Cookie replay attacks:

The attacker captures the users authentication cookie by using the software.

Counter measure: using an encrypted channel for communication which is provided by ssl(vpn)

Credential thefts:

Accessing the others user name and password by some one is theft.

Counter measures:

using strong password

enforcing account lock out for limited number of attempts to access the account.

The simple example as how authentification is done.

Authorisation:

The authorisation is maintained by giving individual login id and password to the individual staff members of the organisation.

The threats that exploited by autherisation includes:

Elevation of privilege:

Counter measure:

Using least privilege process , services, end accounts,

Disclosure of confidential data

Can occur If sensitive viewed by the unauthorised user

Counter measures: using strong acls to secure windows resources.

Using standard encryption to store the sensitive data.;

Data tampering

Is unauthorised modification of data.

Countermeasures:

Use strong access controls to protect data in controlled stores and allowing only authorized users can access and modify the data.

Sensitive data:

Sensitive data can be subjected to variety of threats. If attacker attempts to view or modify sencitive data can target to data stores and networks.

Threats to sensitive data include:

Access to sensitive data in storage

Securing the data in storage and avoiding it to be used by unauthorised users

Counter measures:

Use restricted ACLs on the persistent data stores that contain sensitive data.

Store encrypted data.

Network eavesdropping

Counter measures :

• Encrypt the data.
• Use an encrypted communication channel, for example, SSL.

Data tampering

One countermeasure to prevent data tampering is to protect sensitive data passed across the network with tamper-resistant protocols such as hashed message authentication codes (HMACs).

Session management:

Session management for web application is an application layer responsibility.
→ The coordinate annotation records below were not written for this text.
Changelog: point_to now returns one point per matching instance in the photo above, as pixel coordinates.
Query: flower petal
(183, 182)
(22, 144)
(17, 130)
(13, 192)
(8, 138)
Session security is important to overall security of the application.

Threats may include:

Session hacking ,session replay.

Cryptography:

Most of the application uses cryptography for protection of the data and to ensure it remains private and unchangeable.

The threats may include:

Poor key generation , weak encryption , check sum spoofing.

Counter measures:

Use strong random key generation functions and store the key in a restricted loctions.

Encrypt the encryption key using DPAPI for added security.

Expire keys regularly

Parameter manipulation:

Parameter manipulation attacks are a class of attacks that depends on the modification of the parameter data sent between the user and the web application.

Threats includes

Query string manipulation , form field manipulation , cookie manipulation.

Couner measures:

Avoid using query string parameters that contain sensitive data. Instead, use a session identifier to identify the client and store sensitive items in the session store on the server.

Choose HTTP POST instead of GET to submit forms.

To counter the threat of form field manipulation, instead of using hidden form fields, use session identifiers to reference state maintained in the state store on the server.

Auditing and logging:

These are used to detect the suspicious activity such as footprinting or password cracking attempts.

Threats include:

User denies performing operation , attackers cover their tracks.

Counter measures:

• Avoid using shared accounts since the original source cannot be determined.
• Use platform-level auditing to audit login and logout events, access to the file system, and failed object access attempts.
• Back up log files and regularly check for the suspicious files
• Secure log files by using restricted ACLs.
• Relocating the system log files away from the original locations.